Aquí, frente a nuestros ojos, estaba el castillo. Su forma era extraña en medio de esta soledad no turbada aún por ninguna señal de vida. Lo rodeaba la bruma que salía como vaho de la húmeda tierra y de los mojados muros aplanados por el musgo. Y en el musgo había rocío. Eso es lo que vimos.

Había terminado la noche.

Entonces apareció aquel hombre, alto, delgado, con la camisa abierta y la brava bulléndole por el viento. Se paró frente a nosotros y comenzó a hablar:

--Aquí vinieron a morir los dioses. Se destruyeron los estandartes en las antiguas guerras y los portaestandartes cayeron de bruces, rotas las narices y los ojos ciegos, enterrados en el lodo. La hierba creció sobre sus espaldas y hasta llegó a anidar la nauyaca en el hueco de sus encogidas piernas. Allí están ahora nuevamente, pero sin estandartes, nuevamente esclavos, nuevamente custodios, custodiando ahora la cruz de madera del cristianismo. Se les ve serios, los ojos apagados, las mandíbulas caídas, su boca abierta, desmedidamente clamorosa. Alguien les ha encalado el cuerpo, dándoles la apariencia de muertos amortajados sacados de sus sepulturas.

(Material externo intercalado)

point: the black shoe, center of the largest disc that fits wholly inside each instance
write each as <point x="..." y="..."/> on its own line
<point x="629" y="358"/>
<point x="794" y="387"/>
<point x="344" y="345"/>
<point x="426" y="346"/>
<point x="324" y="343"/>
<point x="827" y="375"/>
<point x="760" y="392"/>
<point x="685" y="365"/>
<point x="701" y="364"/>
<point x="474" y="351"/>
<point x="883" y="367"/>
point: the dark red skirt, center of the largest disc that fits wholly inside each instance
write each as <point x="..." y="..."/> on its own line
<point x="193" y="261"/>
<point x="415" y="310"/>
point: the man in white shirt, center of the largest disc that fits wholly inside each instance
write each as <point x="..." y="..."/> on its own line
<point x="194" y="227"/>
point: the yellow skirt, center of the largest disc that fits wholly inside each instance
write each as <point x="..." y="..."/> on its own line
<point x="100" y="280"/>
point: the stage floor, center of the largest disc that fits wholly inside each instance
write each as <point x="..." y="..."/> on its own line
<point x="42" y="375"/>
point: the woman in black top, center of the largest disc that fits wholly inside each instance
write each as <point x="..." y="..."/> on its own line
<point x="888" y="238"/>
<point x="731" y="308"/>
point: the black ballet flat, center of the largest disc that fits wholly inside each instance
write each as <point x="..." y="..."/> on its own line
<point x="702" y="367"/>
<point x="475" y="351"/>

El hombre es el que habla. Nosotros oímos. El hombre ese, alto, de largas canillas, que parece estar lleno de furia-

--los llevaré a donde están las piedras.

Y vamos con él. El por delante, nosotros detrás. Caminamos por un arroyo de lajas grandes y bien pulidas.

--Con estas lajas construyeron el castillo. También sirvieron para hacer las imágenes de los dioses. Más adelante veremos, como aprovecharon estas planchas de piedra para dibujar historias y para hacer otras muchas cosas que ya no existen.

Eso iba diciéndonos el hombre.

Bajo los zalates, al borde de una cañada tupida de vegetación estaba la gran piedra. En sus orillas crecían helechos de un verde oscuro al igual que los lugares donde no penetra nunca el sol. Y en su parte plana, inclinada ya casi hasta tocar tierra, había unas figuras talladas en relieve. Quizá un sacerdote guiando a sus peregrinos, o tal vez un ejército empenachado de plumas yendo hacia la derrota.

--Porque, ¿hacia dónde sino hacia la derrota fueron estos hombres? Pudieron vencer algunas veces. Pudieron llevar su victoria hasta el mar. Pero ya sus pasos eran igualados, rasados por el destino que los esperaba al final de todo, antes del fin de sus vidas.

“Y aquí está esta historia que no es para entenderse, sino para sentir que querían dejar algo que fuera imperecedero, al menos.”

--Está bien.

--Sí, está bien—Eso decimos.

--Esta cosa no está sola. Hay muchas. Se han llevado algunas, pero todavía quedan muchas. Quedarán siempre. En esos cerros, en aquellos, en aquellos otros hay bastantes. Hemos desenterrado algunas y allí han quedado. Aquí se puede decir que pasado mañana volverán a estar enterradas, porque aquí el monte se reproduce y crece de la noche a la mañana, y a cada rato engorda como un animal. Los llevaría a verlas si no fuera por el pinolillo. Volvamos.

Aquí está de nuevo el castillo. La luz del sol, ya bajo un cielo abierto, relumbra sobre sus muros y en los escalones redondeados por los años.

Hay niños jugando sobre la plataforma. Hoy es un buen día. Se ha ido ya el último norte y pasará alguna semana sin que vuelva el mal tiempo.

Alguien, allá debajo del portal, canta: “Yo tenía mi cascabel…” eso nos recuerda que estamos en Veracruz.

Pero nos devuelve al pasado, cruzando otra vez el tiempo, la voz del hombre:

--Vean. Aquí están. Son los dioses de los huastecos. Vean los penachos levantados en abanico sobre sus cabezas. Vean sus ojos. Son ojos huastecos. Sus narices ya no existen. Fueron extirpadas por el enemigo. Esa era la señal de la derrota. Aquella diosa se llama Centeocíhuatl; es la diosa de la germinación y de la lluvia. Y esta otra es ella también. Quizá aquí se juntaron de distintas regiones para venir a morir. Porque están muertos ¿No lo ven? Ahora solo tienen el valor de las piedras.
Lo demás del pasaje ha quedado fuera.